Anne Edmonds: No Offence None Taken
Note: This review is from 2017
Anne Edmonds hits the audience hard with her opening joke, a bad-taste switcheroo that would do Sarah Silverman proud
But it’s delivered with a sort of cheeky ‘gotcha’ rather than any real edge – for despite what the title might hint at, this is not shock comedy. In fact, she goes on to take aim at Jim Jefferies and the sort of predominantly male crowds who bray for his brutal material.
Instead, Edmonds sketches a series of character portraits based around the strange quirks of folk she’s encountered, images which build up to a bigger picture of Australia as a land of the peculiar.

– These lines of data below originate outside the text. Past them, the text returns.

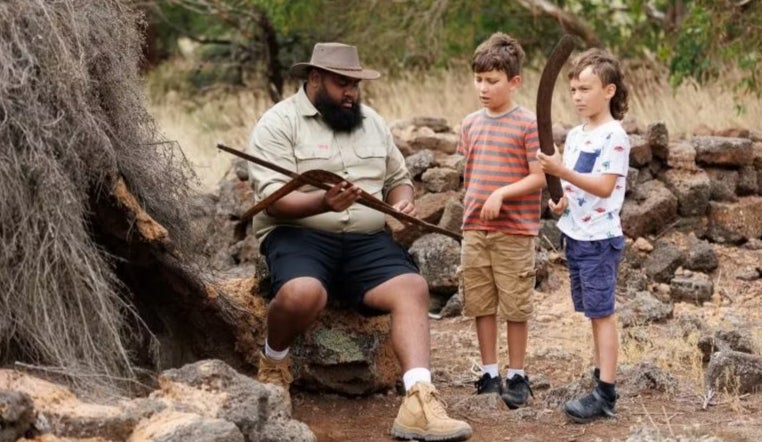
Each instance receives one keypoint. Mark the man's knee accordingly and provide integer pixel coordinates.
(302, 294)
(416, 290)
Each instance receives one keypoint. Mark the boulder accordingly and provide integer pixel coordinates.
(723, 151)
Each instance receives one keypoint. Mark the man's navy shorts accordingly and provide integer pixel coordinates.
(348, 264)
(593, 267)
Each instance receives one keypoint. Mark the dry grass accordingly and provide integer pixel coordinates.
(199, 123)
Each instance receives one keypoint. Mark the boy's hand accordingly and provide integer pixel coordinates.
(491, 208)
(551, 164)
(559, 207)
(339, 197)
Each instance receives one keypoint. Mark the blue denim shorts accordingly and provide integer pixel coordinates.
(347, 264)
(593, 267)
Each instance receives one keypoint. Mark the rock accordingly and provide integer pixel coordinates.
(723, 151)
(734, 371)
(633, 175)
(642, 245)
(346, 352)
(550, 235)
(454, 161)
(438, 125)
(747, 181)
(418, 162)
(645, 376)
(454, 306)
(452, 217)
(17, 415)
(699, 255)
(757, 162)
(640, 151)
(681, 155)
(653, 201)
(724, 340)
(644, 308)
(442, 142)
(657, 137)
(692, 189)
(559, 134)
(172, 425)
(663, 261)
(630, 124)
(212, 389)
(736, 222)
(438, 258)
(723, 184)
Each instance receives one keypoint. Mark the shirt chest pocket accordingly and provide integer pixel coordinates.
(586, 161)
(312, 155)
(370, 161)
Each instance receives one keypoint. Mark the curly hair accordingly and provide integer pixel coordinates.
(608, 69)
(499, 52)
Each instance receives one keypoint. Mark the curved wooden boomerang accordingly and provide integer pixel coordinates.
(556, 61)
(323, 179)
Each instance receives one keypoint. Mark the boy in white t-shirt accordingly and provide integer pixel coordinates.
(593, 172)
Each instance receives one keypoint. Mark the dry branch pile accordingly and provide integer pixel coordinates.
(72, 122)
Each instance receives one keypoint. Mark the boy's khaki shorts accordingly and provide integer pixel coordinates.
(498, 275)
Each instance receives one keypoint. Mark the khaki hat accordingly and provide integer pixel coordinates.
(337, 58)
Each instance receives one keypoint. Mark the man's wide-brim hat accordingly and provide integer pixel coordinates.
(337, 58)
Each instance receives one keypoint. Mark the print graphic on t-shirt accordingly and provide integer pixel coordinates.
(586, 161)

Her mum might emit the frequent, exasperated cry of ‘I’m surrounded by lunatics!’ – but that figurative phrase is made real by Eddo’s cast of functional oddballs.

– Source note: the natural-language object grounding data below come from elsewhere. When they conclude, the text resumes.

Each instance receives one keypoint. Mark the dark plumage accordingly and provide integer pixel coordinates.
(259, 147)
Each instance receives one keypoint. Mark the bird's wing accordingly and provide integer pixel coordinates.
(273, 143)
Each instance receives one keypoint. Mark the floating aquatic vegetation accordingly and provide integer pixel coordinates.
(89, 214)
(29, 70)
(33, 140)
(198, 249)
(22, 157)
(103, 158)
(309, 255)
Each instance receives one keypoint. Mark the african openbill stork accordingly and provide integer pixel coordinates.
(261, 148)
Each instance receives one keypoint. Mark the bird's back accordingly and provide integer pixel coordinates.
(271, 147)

And she doesn’t exclude herself from that picture, happy to admit her failings, especially when it comes to her habit of repeatedly dating unsuitable men. In fact, her perspective is so warped that one of the weirdest sights she portrays is a happy family out camping, their mannered exchanges and supportive attitude creepily alien to her dysfunctional life. But it’s not just her, we all find such Stepford-Wives style perfection disconcertingly weird.

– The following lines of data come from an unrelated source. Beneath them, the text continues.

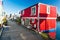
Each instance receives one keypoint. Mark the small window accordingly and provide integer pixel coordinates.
(22, 12)
(27, 21)
(32, 20)
(33, 10)
(48, 9)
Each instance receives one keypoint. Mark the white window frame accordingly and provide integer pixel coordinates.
(22, 12)
(48, 9)
(35, 10)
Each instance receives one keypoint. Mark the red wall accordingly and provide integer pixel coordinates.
(27, 12)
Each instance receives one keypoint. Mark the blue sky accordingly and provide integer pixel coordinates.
(13, 6)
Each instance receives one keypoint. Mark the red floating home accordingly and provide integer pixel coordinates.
(40, 17)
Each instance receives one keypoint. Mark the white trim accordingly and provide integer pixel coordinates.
(40, 17)
(35, 10)
(47, 18)
(46, 4)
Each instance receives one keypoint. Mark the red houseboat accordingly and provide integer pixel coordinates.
(41, 17)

As with her mum’s catch-cry, phrases and mannerisms certainly resonate with Edmonds, who uses them to clearly define the people she’s describing. The title of the show, for instance, comes from a wonderfully unselfaware woman she encountered who’d say ‘no offence none taken’ without ever waiting for the response, allowing her to plough on with her inappropriately blunt comments. Best of her cast of characters is the slack-jawed assistant in a shoe-shop, whining and lazy in her job. We’ve all been served by her.
There’s some physicality to some of the scenes, too, such as the comedy walks she gives to a downtrodden medieval serf, to hunchback pose she imagines adopting to repel the pesky males (they are not always her favourite of all the genders).
All these stories are told with descriptive detail, which sometimes – but certainly not always – figleafs for slightly mundane material. But what’s really missing is some narrative to thread her vignettes together and give the audience something to invest in. Very artificially, they are framed around a Christmas trip to Vanuatu, each self-contained chunk allegedly a story she told to her weary travelling companion, but it doesn’t disguise the fact they are stand-alone routines.
Still, her comic performance skills, which combine the subtle with the broad to eke out the humour in each character, ought to have the casting agents calling.